Armstrong Co-op delivers new tools for trades students

By Public Affairs | March 27, 2019
           

Okanagan College Media Release

A co-operative that has a nearly 100-year history in the community is supporting the next generation of skilled trades workers with a donation of new tools to Okanagan College Vernon campus.

Armstrong Regional Cooperative has donated $5,000 to the new Trades Training Centre to purchase state-of-the-art tools for the students in the more than seven programs offered in the new Centre.

“A big part of our business model is supporting the community,” explains Jason Keis, Armstrong Regional Cooperative Marketing and Sales Manager. “We were excited to invest in students entering the trades, especially as the trades are so connected to our business.”

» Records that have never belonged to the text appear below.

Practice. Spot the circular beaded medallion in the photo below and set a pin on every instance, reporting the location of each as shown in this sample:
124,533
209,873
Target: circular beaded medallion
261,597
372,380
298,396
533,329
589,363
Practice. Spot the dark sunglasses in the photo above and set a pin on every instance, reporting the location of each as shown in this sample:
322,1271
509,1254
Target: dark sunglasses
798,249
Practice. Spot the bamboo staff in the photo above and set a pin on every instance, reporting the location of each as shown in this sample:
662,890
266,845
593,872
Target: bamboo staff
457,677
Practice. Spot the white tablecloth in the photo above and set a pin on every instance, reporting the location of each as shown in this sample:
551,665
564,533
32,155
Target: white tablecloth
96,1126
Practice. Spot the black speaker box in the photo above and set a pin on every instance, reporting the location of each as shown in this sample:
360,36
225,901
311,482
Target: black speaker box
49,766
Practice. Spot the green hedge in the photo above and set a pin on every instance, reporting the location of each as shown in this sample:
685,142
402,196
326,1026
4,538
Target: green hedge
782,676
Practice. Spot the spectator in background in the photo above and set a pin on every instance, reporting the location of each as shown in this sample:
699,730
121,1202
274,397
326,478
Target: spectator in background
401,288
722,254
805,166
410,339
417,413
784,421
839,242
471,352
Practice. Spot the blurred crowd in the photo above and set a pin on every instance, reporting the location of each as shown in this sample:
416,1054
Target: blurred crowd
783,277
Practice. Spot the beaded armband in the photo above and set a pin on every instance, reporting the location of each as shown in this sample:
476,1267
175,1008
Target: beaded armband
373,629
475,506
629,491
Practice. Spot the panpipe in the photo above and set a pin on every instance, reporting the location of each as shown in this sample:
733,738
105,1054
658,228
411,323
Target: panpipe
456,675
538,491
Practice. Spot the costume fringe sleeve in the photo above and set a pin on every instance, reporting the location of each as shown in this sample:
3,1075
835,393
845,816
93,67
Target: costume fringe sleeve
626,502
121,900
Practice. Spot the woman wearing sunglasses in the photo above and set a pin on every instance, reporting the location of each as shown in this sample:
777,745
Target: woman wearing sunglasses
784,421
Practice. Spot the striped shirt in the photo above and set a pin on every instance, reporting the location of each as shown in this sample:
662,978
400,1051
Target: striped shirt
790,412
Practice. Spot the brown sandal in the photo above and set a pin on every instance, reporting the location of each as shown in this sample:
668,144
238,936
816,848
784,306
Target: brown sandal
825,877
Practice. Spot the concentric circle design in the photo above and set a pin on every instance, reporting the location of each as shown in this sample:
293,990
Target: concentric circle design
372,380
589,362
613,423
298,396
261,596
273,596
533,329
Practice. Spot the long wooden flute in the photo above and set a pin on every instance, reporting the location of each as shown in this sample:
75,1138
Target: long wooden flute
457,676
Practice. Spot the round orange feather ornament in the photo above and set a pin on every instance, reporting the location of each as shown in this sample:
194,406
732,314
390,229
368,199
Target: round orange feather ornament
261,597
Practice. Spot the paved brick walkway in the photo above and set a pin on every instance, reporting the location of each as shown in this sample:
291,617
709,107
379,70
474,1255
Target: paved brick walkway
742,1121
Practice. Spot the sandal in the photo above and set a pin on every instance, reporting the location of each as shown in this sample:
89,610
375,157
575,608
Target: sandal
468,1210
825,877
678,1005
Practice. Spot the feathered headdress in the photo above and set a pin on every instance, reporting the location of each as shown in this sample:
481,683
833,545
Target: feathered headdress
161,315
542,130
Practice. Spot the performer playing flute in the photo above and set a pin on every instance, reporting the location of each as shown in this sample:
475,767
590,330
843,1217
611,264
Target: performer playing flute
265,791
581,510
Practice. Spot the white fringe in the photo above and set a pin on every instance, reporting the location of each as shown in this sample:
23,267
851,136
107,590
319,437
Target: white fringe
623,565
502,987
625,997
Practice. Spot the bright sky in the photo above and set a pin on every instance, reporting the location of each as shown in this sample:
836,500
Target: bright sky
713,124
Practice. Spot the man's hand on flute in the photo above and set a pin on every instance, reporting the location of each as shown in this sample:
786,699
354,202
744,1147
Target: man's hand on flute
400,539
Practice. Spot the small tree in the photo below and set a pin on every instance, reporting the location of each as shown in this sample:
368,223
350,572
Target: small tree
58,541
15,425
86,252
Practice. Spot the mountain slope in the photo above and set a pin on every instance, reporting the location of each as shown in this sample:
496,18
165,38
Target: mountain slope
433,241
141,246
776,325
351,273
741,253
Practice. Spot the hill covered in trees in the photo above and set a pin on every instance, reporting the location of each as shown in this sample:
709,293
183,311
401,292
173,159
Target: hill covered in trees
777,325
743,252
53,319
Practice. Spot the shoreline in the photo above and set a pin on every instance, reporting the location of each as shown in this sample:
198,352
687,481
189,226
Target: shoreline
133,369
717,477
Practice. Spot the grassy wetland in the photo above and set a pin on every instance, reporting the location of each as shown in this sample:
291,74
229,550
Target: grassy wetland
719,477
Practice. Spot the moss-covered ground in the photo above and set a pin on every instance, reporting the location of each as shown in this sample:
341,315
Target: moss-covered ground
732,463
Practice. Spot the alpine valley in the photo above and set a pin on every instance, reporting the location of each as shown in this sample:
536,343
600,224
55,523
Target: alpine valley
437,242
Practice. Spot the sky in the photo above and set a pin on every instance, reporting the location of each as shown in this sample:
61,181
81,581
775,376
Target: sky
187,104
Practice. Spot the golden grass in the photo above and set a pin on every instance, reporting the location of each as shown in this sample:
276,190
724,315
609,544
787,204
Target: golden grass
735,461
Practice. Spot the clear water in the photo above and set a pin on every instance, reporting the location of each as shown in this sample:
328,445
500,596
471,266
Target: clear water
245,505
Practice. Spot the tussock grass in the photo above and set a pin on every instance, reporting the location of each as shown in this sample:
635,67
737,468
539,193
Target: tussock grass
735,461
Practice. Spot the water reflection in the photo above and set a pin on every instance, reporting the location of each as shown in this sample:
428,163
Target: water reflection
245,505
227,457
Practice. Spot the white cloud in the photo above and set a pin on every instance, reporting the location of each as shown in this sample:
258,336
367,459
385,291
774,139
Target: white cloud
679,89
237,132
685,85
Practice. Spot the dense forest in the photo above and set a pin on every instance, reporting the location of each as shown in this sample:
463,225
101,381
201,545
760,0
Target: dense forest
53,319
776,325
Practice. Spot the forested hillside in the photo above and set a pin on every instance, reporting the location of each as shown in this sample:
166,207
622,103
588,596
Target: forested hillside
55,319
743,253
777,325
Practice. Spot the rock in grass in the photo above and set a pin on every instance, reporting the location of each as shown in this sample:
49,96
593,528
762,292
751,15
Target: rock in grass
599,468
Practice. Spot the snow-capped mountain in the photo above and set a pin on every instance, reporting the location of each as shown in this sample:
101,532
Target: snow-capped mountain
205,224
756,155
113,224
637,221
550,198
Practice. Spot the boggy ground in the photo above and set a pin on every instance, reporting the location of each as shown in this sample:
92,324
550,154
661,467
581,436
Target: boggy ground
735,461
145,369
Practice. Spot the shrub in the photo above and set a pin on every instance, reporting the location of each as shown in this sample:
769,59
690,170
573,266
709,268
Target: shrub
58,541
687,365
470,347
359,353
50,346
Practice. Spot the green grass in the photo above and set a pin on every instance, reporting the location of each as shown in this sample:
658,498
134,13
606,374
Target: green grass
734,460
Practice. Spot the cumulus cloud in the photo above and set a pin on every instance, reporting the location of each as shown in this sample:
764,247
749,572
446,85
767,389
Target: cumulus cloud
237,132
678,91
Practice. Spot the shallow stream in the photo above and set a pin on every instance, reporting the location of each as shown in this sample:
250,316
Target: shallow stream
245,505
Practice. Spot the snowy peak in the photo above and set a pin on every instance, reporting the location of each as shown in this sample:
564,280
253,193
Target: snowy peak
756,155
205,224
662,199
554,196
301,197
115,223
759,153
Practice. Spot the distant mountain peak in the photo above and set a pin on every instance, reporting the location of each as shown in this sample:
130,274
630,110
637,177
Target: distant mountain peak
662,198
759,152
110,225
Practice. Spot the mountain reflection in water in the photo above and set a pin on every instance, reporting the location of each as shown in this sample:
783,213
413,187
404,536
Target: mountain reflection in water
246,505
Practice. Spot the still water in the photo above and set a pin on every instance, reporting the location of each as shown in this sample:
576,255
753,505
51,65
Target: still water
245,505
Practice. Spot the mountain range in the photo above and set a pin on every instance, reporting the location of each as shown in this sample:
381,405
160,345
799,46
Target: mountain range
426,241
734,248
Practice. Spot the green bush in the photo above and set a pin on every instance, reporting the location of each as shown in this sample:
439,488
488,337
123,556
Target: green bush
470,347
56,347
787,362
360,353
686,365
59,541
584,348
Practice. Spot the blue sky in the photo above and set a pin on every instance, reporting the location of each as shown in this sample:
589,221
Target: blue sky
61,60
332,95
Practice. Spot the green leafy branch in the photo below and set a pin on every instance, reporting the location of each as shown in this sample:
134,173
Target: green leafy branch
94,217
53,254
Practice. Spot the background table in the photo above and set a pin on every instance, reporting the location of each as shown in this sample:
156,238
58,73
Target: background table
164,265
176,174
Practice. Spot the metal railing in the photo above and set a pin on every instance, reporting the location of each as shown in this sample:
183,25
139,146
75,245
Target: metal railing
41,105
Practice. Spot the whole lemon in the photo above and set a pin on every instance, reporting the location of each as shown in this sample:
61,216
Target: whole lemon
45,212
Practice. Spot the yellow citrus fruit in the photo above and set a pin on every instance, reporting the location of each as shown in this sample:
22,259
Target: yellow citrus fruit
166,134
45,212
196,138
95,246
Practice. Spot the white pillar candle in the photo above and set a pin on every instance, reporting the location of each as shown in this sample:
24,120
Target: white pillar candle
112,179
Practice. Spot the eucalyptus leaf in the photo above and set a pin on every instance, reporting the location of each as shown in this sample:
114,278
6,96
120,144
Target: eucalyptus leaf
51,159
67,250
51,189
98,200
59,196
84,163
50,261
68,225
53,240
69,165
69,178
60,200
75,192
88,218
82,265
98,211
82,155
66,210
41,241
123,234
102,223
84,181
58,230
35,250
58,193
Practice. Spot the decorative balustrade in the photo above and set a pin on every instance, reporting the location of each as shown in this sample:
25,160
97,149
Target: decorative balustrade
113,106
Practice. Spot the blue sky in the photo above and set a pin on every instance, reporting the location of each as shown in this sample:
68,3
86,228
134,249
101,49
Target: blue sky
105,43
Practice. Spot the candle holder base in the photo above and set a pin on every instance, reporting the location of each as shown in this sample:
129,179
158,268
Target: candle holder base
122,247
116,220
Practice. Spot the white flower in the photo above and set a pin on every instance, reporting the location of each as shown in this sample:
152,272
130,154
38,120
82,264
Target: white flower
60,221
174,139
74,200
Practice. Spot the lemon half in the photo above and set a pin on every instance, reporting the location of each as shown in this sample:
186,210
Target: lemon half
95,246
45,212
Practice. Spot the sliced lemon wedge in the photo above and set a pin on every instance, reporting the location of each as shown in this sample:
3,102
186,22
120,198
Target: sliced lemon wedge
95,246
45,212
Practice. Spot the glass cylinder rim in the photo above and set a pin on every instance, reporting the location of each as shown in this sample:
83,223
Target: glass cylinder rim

Armstrong Co-op operates gas and convenience stores in Vernon, Salmon Arm and Armstrong as well as cardlock fueling stations. The company also offers fuel delivery within the Okanagan-Shuswap and many of those deliveries are to contractors and construction sites.

The donated tools were delivered on a pallet and unveiled to students who responded with a round of applause. The new equipment ranged from air-powered nail guns to welding helmets, electric sanders and socket sets.

“We have a beautiful new trades facility and this donation means our students will have access to the very latest tools as well, so they’re training on the same equipment they’ll encounter when they step out onto the jobsite,” says Steve Moores, Dean of Trades at Okanagan College.

“We’re grateful to the Armstrong Regional Cooperative for supporting students – it sends a message to them that local employers believe in them and want to see them be successful in their chosen trades.”

Armstrong Regional Cooperative has a long history of supporting community through annual donations to a number of different organizations and community events. As a co-operative, the Armstrong Co-op is owned by its members who as owners, share in the co-op’s profits. Last year, the co-op returned just over $3.7 million in cash and equity to its 17,500 members.

“If you are not buying from a co-op, the money may be going somewhere else and not back to your community,” says Keis. “When you buy from your local co-operative, you’re truly supporting your community.”